Government and Chand in blame game over talksThe home minister said Chand’s party has not shown interest in talks even though the outfit has specifically put forth preconditions to come to the table.
Home Minister Ram Bahadur Thapa on Tuesday said that the Netra Bikram Chand-led Communist Party of Nepal is a major threat to political achievements gained by the country.
At a press conference organised at the Home Ministry, Thapa listed what he called his achievements but did not elaborate on how he plans to bring the Chand outfit to the table for talks.
“Federalism and a federal democratic republican set-up are our political achievements and it’s time to safeguard them. The Biplab group poses a threat to these achievements,” Thapa said, by referring to Chand using his nom de guerre.
Thapa’s statement comes a day after Chand warned of counterattacks if the government does not release his party leaders.
Though the government has said it is open to talks with the Chand party, it has not taken any concrete initiative so far. Instead, Thapa said Chand has not shown any interest for talks.
The Chand party, however, has put forth three preconditions for talks: an official invitation, lifting of the ban on its activities, and release of its leaders.
“We have heard that they have put forth some conditions for talks, but they have not come up with an official proposal yet,” said Thapa.
At least three Chand party leaders who spoke with the Post said that the government has dangled the dialogue bait, but it does not appear committed, leaving the party confused about the way forward.
“Did the home minister speak a word about the government’s response on the conditions [put forth by Chand party] for talks?” said Gunaraj Lohani, a writer with close relations to the Communist Party of Nepal.
“I think one faction of the ruling party led by Prime Minister KP Sharma Oli is up for talks and the other faction led by Pushpa Kamal Dahal wants to foil the initiative.”
A former Maoist leader who has been critical of the government’s move of banning the Chand outfit’s activities said the ruling party has lost the plot and it believes there’s no political agenda left in the country.
“For those who believe there is no political agenda anymore, raising the issue of political changes becomes a problem,” said Biswobhakta Dulal, who quit the Maoist party after it decided to merge with the CPN-UML. “Most political achievements including federalism and inclusiveness are yet to be institutionalised.

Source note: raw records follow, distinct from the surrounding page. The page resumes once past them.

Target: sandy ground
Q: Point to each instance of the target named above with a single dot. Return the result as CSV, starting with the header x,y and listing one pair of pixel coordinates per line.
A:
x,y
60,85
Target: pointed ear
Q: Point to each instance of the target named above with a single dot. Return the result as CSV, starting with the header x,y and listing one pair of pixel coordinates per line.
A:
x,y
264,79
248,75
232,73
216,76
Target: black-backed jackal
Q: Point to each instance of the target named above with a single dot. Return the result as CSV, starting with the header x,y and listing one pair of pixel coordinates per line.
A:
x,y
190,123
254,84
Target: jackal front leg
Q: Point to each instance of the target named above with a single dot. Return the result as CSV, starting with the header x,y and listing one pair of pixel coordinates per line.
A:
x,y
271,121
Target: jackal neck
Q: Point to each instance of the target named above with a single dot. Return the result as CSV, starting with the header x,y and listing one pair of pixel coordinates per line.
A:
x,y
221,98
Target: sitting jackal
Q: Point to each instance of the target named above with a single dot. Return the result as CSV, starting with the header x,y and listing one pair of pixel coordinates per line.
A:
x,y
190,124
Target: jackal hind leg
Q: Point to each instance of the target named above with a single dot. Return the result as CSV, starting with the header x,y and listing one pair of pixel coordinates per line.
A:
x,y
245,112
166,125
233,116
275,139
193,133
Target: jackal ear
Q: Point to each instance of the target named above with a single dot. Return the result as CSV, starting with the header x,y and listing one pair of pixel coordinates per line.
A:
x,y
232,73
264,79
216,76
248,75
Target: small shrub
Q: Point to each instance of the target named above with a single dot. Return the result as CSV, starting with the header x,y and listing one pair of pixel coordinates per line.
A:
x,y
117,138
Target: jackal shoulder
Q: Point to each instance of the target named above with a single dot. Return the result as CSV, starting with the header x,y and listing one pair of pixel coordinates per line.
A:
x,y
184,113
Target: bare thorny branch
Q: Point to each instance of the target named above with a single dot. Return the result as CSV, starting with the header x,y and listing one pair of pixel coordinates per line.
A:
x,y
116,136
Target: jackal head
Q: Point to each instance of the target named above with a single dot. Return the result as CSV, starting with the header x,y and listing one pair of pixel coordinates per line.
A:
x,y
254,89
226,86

There still are political agendas in the country.”
Political analysts say there is something amiss in the government’s approach to dealing with the Communist Party of Nepal, which is an offshoot of the Maoist party that waged a decade-long war.
“I don’t think the Chand party poses any threat to federalism and the republican set-up,” said Shyam Shrestha, who has closely followed the Maoist war. “Instead, the Oli administration has emerged as a threat.”
Shrestha said the government is failing to make an earnest gesture of goodwill to bring the Chand party to the negotiating table.
“The home minister’s comments today do not reflect their commitment for talks,” said Shrestha. “It looks like he was trying to divert attention.”